The good news, however, is that the surge is working, according to the T’s new boss, Phillip Eng, who briefed the Reporter and the MBTA board on the project’s progress on two occasions over the last week. Most recently, he gave a presentation to the T board on Tuesday in which he praised the workers who have been toiling around the clock to hoist rails, fasten bolts, and spread ballast along the right-of-way— some of it in confined spaces in the tunnel that runs between Ashmont and Fields Corner. Thanks to them, he said, when the trains start rolling again next Monday, the riding public can expect a faster, safer experience – with no more “slow zones.” At least, not on the Ashmont branch.

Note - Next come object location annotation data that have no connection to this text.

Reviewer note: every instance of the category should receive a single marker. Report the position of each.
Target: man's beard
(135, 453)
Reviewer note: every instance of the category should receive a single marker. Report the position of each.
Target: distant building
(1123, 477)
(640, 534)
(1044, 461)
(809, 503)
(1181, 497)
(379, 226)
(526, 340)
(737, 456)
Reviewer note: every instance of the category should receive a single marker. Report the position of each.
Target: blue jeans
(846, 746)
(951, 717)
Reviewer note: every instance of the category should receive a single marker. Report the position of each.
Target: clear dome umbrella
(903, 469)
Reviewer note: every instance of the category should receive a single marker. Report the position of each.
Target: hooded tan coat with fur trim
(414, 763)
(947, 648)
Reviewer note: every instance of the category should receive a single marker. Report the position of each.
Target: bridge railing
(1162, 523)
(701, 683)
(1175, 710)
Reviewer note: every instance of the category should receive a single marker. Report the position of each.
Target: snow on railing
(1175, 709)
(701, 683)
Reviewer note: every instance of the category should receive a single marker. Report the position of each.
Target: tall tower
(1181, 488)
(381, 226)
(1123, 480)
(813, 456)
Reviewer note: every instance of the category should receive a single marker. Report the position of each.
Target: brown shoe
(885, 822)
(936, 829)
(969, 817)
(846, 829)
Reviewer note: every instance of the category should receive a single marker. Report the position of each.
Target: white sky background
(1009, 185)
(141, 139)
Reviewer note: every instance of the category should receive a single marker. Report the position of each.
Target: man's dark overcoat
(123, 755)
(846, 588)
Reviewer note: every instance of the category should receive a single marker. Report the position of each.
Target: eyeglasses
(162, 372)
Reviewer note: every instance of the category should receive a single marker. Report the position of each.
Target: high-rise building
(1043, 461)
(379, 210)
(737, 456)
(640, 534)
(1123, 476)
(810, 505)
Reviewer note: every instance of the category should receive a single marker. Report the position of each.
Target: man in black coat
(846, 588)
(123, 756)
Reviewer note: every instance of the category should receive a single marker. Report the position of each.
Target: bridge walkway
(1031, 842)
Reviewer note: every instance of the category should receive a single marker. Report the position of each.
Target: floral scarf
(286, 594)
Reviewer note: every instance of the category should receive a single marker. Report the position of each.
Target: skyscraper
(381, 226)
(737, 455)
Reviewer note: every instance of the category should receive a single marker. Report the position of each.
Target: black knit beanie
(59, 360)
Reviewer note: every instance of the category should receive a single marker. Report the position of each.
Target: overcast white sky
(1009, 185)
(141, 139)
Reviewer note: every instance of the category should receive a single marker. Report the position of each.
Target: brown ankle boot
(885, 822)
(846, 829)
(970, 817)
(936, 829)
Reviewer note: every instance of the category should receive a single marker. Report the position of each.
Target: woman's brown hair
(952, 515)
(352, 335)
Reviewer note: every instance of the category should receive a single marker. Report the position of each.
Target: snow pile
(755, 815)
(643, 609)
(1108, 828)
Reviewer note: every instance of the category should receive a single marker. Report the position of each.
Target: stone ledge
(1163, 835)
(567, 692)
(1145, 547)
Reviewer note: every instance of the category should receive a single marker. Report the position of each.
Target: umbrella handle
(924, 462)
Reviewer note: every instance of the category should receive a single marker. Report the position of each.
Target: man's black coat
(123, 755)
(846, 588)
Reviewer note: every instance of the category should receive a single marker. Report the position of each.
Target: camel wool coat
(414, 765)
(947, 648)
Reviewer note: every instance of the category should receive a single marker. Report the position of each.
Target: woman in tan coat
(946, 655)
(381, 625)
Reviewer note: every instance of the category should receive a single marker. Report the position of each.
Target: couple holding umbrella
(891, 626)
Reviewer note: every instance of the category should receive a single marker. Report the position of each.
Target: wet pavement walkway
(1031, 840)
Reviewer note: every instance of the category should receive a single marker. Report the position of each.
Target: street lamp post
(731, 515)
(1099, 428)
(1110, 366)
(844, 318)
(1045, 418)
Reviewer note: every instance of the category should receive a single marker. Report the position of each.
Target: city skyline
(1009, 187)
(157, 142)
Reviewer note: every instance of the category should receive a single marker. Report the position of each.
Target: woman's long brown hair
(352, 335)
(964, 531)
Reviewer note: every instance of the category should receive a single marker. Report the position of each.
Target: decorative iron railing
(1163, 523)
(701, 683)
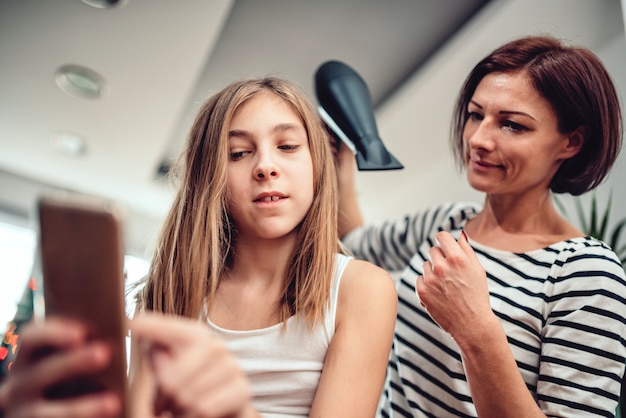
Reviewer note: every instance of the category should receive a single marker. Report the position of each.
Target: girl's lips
(269, 198)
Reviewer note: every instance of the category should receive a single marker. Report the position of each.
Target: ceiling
(160, 59)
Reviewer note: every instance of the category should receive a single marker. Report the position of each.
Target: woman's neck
(520, 224)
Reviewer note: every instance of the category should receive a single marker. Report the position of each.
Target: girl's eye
(234, 156)
(289, 147)
(475, 116)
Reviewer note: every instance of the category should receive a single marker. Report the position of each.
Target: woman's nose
(480, 135)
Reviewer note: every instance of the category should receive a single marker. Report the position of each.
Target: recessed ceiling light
(68, 143)
(105, 4)
(81, 82)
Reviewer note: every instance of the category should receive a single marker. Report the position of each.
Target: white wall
(414, 124)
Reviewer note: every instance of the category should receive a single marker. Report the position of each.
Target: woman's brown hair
(580, 90)
(195, 246)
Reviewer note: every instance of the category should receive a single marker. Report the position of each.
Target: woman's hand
(453, 288)
(195, 373)
(51, 352)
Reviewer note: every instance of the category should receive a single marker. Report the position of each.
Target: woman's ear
(575, 141)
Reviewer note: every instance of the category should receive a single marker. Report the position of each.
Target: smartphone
(82, 265)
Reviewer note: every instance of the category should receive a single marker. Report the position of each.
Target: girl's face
(270, 172)
(512, 144)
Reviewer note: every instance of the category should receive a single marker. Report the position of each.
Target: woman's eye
(289, 147)
(238, 155)
(512, 126)
(475, 116)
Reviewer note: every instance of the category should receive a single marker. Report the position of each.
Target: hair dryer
(346, 108)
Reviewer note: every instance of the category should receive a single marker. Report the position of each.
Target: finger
(100, 405)
(165, 330)
(447, 243)
(39, 339)
(435, 257)
(28, 383)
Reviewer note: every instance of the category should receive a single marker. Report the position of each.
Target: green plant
(596, 224)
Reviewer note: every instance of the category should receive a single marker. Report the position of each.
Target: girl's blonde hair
(195, 246)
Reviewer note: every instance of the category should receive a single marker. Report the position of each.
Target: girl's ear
(575, 141)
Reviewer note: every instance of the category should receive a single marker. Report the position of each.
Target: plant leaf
(581, 216)
(614, 242)
(594, 218)
(605, 217)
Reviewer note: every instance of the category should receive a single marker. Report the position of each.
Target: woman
(289, 325)
(505, 308)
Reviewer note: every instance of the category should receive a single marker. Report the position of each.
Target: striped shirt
(563, 309)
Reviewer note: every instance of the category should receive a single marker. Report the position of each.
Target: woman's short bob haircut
(580, 90)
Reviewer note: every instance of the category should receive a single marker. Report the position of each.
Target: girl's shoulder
(363, 281)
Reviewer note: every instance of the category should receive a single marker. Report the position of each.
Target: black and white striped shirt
(562, 307)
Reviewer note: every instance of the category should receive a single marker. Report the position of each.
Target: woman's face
(512, 144)
(270, 172)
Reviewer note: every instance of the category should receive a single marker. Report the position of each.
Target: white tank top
(284, 367)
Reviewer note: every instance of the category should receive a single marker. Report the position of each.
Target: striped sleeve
(392, 244)
(583, 351)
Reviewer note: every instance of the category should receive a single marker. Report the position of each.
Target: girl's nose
(261, 174)
(266, 167)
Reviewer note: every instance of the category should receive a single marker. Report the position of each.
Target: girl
(250, 307)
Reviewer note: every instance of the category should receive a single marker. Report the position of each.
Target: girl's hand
(453, 288)
(52, 352)
(196, 375)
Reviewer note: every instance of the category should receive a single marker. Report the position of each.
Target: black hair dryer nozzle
(346, 108)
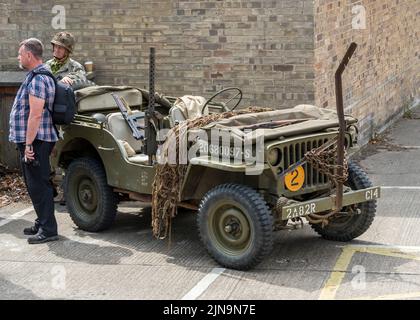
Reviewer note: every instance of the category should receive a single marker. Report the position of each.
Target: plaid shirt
(42, 87)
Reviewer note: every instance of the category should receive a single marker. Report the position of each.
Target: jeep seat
(121, 130)
(187, 107)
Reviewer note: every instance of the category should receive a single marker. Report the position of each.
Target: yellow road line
(329, 291)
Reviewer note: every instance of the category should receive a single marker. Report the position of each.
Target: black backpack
(64, 106)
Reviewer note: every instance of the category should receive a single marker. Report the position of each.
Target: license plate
(324, 204)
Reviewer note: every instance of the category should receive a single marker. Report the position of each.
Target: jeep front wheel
(357, 218)
(91, 202)
(236, 226)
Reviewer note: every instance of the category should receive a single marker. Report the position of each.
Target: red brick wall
(383, 76)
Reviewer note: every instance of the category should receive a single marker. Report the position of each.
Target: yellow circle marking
(294, 180)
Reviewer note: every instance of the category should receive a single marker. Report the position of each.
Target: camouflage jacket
(72, 69)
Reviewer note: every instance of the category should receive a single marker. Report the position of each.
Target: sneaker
(41, 238)
(30, 231)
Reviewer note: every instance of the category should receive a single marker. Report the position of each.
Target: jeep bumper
(302, 209)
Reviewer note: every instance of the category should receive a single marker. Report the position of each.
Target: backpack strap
(49, 74)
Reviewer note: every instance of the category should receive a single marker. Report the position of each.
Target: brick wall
(280, 52)
(265, 47)
(383, 77)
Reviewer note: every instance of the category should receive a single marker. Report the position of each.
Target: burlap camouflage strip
(169, 177)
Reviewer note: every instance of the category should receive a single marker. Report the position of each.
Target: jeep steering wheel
(224, 104)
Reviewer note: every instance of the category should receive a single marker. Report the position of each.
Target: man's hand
(67, 80)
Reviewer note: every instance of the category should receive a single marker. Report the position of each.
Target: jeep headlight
(274, 156)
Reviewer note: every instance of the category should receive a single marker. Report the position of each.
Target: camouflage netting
(169, 177)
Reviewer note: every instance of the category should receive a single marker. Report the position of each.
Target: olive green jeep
(275, 170)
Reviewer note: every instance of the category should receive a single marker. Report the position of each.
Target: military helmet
(64, 39)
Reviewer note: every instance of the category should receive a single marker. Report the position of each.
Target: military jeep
(110, 152)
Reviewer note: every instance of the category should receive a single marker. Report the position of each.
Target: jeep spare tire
(90, 200)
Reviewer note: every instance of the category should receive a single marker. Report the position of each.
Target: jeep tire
(348, 228)
(236, 226)
(91, 202)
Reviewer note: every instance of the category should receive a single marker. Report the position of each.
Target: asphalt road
(125, 262)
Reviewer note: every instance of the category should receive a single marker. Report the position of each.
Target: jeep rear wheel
(236, 226)
(350, 226)
(91, 202)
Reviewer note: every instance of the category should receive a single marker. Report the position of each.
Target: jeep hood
(303, 118)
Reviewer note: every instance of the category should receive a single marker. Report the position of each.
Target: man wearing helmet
(62, 66)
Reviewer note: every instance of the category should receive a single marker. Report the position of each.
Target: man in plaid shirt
(32, 129)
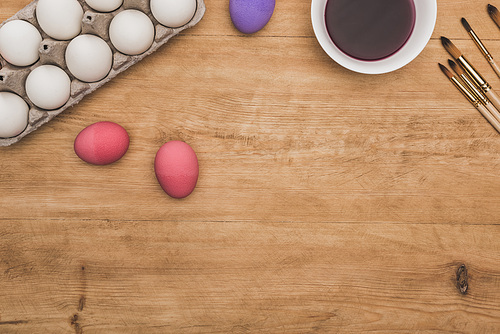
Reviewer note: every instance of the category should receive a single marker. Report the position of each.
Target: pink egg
(102, 143)
(176, 168)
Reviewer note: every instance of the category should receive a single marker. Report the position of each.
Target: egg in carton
(27, 83)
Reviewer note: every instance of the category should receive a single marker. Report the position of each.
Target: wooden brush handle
(495, 67)
(493, 97)
(487, 112)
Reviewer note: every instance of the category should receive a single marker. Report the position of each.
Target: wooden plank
(162, 276)
(274, 142)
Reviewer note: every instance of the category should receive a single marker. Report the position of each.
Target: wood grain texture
(328, 201)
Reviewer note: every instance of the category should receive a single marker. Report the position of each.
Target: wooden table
(328, 201)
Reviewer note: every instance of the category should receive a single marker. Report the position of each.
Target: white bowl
(425, 20)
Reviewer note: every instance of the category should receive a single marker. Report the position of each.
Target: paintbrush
(471, 71)
(472, 98)
(494, 14)
(481, 47)
(471, 87)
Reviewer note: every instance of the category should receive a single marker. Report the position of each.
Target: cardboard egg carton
(52, 52)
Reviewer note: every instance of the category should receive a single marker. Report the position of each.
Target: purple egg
(250, 16)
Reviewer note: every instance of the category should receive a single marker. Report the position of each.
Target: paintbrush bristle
(466, 25)
(450, 47)
(494, 14)
(446, 71)
(458, 70)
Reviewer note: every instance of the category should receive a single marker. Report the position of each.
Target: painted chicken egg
(250, 16)
(177, 169)
(102, 143)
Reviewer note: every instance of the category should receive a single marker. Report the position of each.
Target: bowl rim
(425, 22)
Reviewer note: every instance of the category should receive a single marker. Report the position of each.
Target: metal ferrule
(465, 91)
(480, 45)
(476, 77)
(475, 91)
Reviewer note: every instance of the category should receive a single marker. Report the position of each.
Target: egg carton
(52, 52)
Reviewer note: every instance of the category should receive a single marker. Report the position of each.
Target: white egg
(131, 32)
(173, 13)
(104, 5)
(48, 87)
(14, 113)
(19, 43)
(89, 58)
(60, 19)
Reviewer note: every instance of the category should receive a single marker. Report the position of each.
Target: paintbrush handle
(495, 67)
(489, 117)
(493, 97)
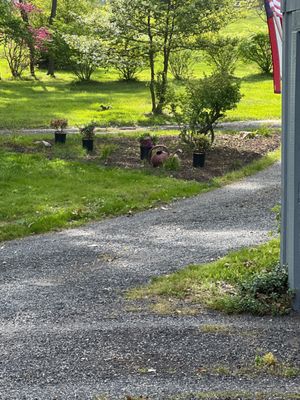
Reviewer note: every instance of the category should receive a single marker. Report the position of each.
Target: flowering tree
(22, 40)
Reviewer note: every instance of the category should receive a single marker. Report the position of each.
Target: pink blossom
(25, 7)
(41, 36)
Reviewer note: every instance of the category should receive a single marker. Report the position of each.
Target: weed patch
(249, 280)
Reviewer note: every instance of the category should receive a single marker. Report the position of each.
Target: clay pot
(158, 155)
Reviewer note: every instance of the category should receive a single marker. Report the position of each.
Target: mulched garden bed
(230, 152)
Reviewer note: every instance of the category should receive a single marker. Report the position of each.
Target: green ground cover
(248, 280)
(31, 104)
(39, 193)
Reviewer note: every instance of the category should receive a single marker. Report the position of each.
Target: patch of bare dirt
(230, 152)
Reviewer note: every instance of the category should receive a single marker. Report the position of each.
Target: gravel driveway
(68, 333)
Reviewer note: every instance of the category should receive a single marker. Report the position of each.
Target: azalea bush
(204, 103)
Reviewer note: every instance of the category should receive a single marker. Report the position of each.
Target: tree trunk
(30, 44)
(169, 29)
(51, 63)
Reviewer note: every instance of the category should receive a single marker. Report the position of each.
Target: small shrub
(205, 103)
(257, 49)
(265, 293)
(181, 64)
(264, 131)
(107, 150)
(59, 124)
(147, 140)
(88, 130)
(173, 163)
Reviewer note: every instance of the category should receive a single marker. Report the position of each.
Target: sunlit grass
(41, 190)
(218, 284)
(30, 103)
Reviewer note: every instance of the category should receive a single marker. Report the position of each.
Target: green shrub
(205, 102)
(222, 53)
(181, 64)
(264, 293)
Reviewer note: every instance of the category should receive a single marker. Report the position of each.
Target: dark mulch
(230, 152)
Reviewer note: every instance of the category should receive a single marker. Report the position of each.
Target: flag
(274, 17)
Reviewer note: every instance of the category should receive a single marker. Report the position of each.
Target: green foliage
(265, 293)
(148, 140)
(107, 150)
(59, 124)
(162, 28)
(198, 142)
(249, 280)
(205, 103)
(222, 53)
(39, 194)
(258, 50)
(87, 55)
(181, 64)
(88, 130)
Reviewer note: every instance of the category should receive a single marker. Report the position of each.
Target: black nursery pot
(198, 160)
(88, 144)
(145, 152)
(60, 137)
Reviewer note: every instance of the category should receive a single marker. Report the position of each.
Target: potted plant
(146, 143)
(59, 125)
(88, 134)
(199, 143)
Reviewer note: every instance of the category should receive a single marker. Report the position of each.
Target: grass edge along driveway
(40, 195)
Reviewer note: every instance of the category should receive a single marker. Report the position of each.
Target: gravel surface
(67, 331)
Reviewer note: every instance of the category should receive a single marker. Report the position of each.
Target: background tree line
(160, 35)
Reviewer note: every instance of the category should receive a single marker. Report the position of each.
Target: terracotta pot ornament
(158, 155)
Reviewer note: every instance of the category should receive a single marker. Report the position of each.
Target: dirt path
(68, 333)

It may be a few days too early to classify this diversion as a complete success. But there’s reason to be optimistic, in part because Eng and his team have done an impressive job staying on task and keeping the public informed. They were willing to call audibles early last week, like working with city officials to tinker with the shuttle bus route. When they encountered a ventilation problem inside the tunnel on the first weekend— they wisely halted work on that stretch, shifted gears, solved the problem with huge industrial-sized fans, and soldiered on. The result: Eng says the project is still on time. Meanwhile, with the stations empty, other crews are busy painting, fixing stairways, and installing new floors in the foot-worn older stops, like JFK-UMass.

Eng, a New York transplant, has been on the job for only about six months, but his command for what’s going on across the system is impressive. Like most things that are wrong, the major mishap on the GLX line is an inherited problem for Eng. But, to his credit, he has stepped up to explain what he knows and diagnose a fix— all while presiding over what seems to be a much-needed improvement here in Dorchester, Mattapan, and Milton.